The commissioner of a Quebec-based semi-professional hockey league has apologized after a player for the Jonquière Marquis and family members in attendance were subjected to racist taunts from the stands in St-Jerome Saturday night.

Jonathan-Ismael Diaby, a third-round draft choice for the NHL’s Nashville Predators in 2013 who is black, left the Ligue Nord-Américaine de Hockey game during the second period as a result of the verbal abuse.

“I want to apologize to Jonathan Diaby and his family,” league commissioner Jean-François Laplante said in a video posted to Facebook after the incident. “Racist, sexist, homophobic comments are completely unacceptable and cannot be tolerated, whether it’s in everyday life or in our arenas.”

He said that the spectators who hurled abuse at Diaby and his family represent “a tiny part” of the league’s fan base, but he nonetheless appealed for good behaviour as the playoffs approach. “Cheer on your teams in a civilized way and always show respect,” Laplante said. “Intolerance of differences is based on ignorance, and to combat it, it must be denounced and spoken about.”

He ended the video by declaring, “Je suis Diaby” – I am Diaby.

Video of the game on the league’s website shows a fan harassing Diaby, 24, as he entered the penalty box. The fan can be seen making racist gestures and pointing to an image on his cellphone, which Diaby has said was a baboon. A few minutes later, an altercation broke out in the stands where Diaby’s friends and family were seated.

Diaby has said they were also subjected to racist taunts from fans of the home-team Les Pétroliers du Nord, whose St-Jérôme base is about 45 kilometres north of Montreal. His father was told to go back to where he came from, Diaby said. When he learned what was going on, the six foot five inch, 218-pound defenceman decided not to return to the ice.

“My family was not safe. That’s when I decided to leave,” Diaby told Radio-Canada. “The security guards did not do much.” He said that instead of kicking out the troublemakers, security asked his family to move to a different section. The fan who confronted Diaby at the penalty box was simply told to take his seat.

Georges Laraque, a former NHL player who experienced racism during his playing career, said he cannot believe the situation was allowed to degenerate to the point where even Diaby’s family was targeted.

“There is still a long way to go in society to achieve equality,” said Laraque, who played junior hockey in Quebec and finished his NHL career with the Montreal Canadiens. “In the arenas, hockey is considered to be a white sport, and racism in hockey is too easy. I was a victim of it throughout my career in minor hockey.”

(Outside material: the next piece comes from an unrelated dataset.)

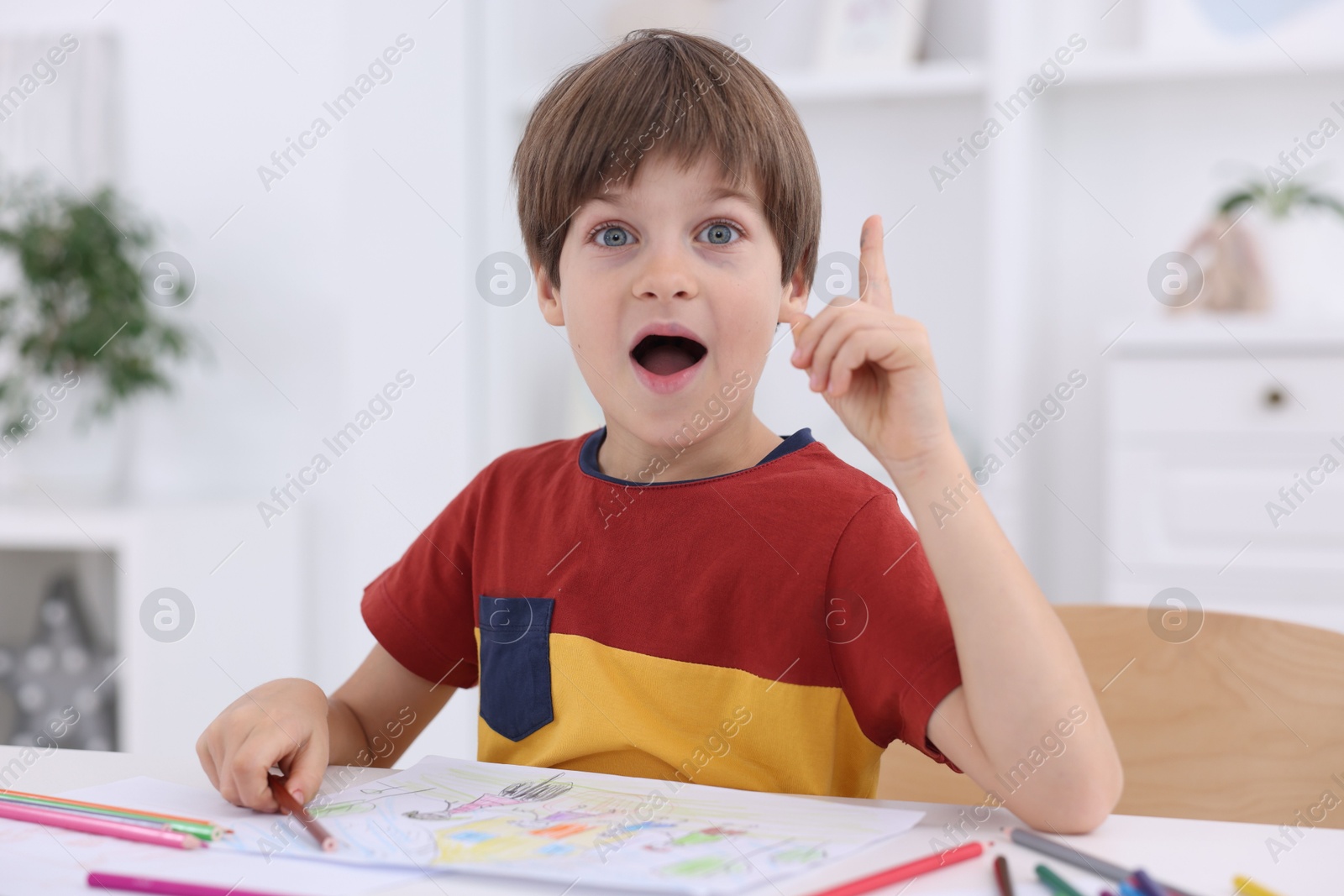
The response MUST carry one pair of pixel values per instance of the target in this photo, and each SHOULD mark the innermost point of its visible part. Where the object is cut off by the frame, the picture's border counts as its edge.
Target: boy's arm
(1021, 673)
(380, 711)
(369, 721)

The six-team Ligue Nord-Américaine de Hockey long had a reputation for goon hockey, which it has recently worked to clean up. Laraque said it now needs to address behaviour in the stands.

He said league commissioner Laplante should institute rules making teams responsible for the behaviour of their fans. “The game should have been stopped until these people were kicked out,” Laraque said of the racist fans. “They didn’t do that.”

Pétroliers du Nord management declined to comment on the incident but said “the necessary measures will be taken” to ensure such behaviour is not repeated.

Francis Desrosiers, the captain of the Pétroliers du Nord, was one of a number of players denouncing racism in a video produced by the league on Sunday. Incidents like those in St-Jérôme on Saturday “have no place in the big family of hockey,” he said. “Please, continue to cheer us on, but with respect.” Alexandre Quesnel, captain of Diaby’s Jonquière team, said racism cannot be tolerated “whether it’s in the stands or on the ice.”

Attendance at Saturday’s game in St-Jérôme’s ère-du-Nord regional arena was listed at 1,264.

“Why didn’t anyone do anything to stop the 30 people who polluted the atmosphere?” Laraque asked.